Sebagai alumnus kelas yang sama,
menakjubkan rasanya menyaksikan mata kuliah ini bertahan hingga tahun 2019.
Sungguh sebuah perjalanan panjang dan sulit.
Hari ini
orang-orang muda bangun dari tidur dan berjalan di Instagram. Memasuki
kamar-kamar orang lain, kamar-kamar toko baju, kamar-kamar politik, kamar-kamar
agama, di Instagram. Saya kira ada juga kamar-kamar puisi di situ, lebih sempit
dari kontrakan murah. Kamar puisi dengan semangat yang belum bisa saya tafsiri.
Ada.
Ada.
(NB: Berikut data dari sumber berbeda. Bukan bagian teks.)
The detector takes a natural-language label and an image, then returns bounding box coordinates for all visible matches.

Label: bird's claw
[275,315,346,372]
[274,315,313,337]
Di
kamar yang sempit dan seret itulah para peserta kelas ini bergerak. Dengan
segala macam motivasi. Sebagai sebuah tuntutan atau tidak, perlu usaha lebih
untuk (akhirnya tetap) menulis di antara godaan simulakra yang mini dan manis
ini.
Kenyataan bahwa
beberapa puisi yang lahir dari kelas ini pantas diperjuangkan untuk mendapat
lebih dari sekadar nilai semesteran. Saya mencatat beberapa puisi punya tawaran
bangun puitik yang menarik. Mulai dari judul yang segar, bentukan imaji yang
orisinal, sampai ruang perenungan yang unik. Sayangnya jumlah puisi yang saya
maksud tidak lebih sepuluh persen dari total puisi terkumpul.
Hal tersebut
merupakan pencapaian yang patut diapresiasi. Bahwa sampai tahun 2019 ini, tetap
ada beberapa orang yang berhasil menulis puisi di atas standar rata-rata
kelasnya. Orang-orang dengan gaya konsumsi sosial yang sama. Tampak beberapa
nama memiliki pengalaman menulis yang intens dari kerapian gagasan dan bentuk
puisinya. Barangkali, jangan-jangan, mereka berniat pula menjadi penyair serius
- ah, semoga Tuhan mengampuni mereka.
Sementara
Instagram lebih dekat dari urat nadi, yang diberikan kelas penulisan puisi
sesungguhnya adalah pengalaman menulis puisi. Sesuatu yang mewah meski tidak
muluk-muluk. Saya kira, pengalaman pernah menulis puisi mahal dan langka hari
ini. Entah itu pengalaman yang bisa dijual kembali atau tidak.
Barangkali
setelah kelas ini usai beberapa orang tidak akan menulis puisi lagi. Barangkali
setelah kelas ini usai beberapa orang akan menulis puisi selamanya.
*Tulisan ini adalah catatan penutup
kuratorial antologi puisi kelas penulisan kreatif di tempat saya kuliah dulu.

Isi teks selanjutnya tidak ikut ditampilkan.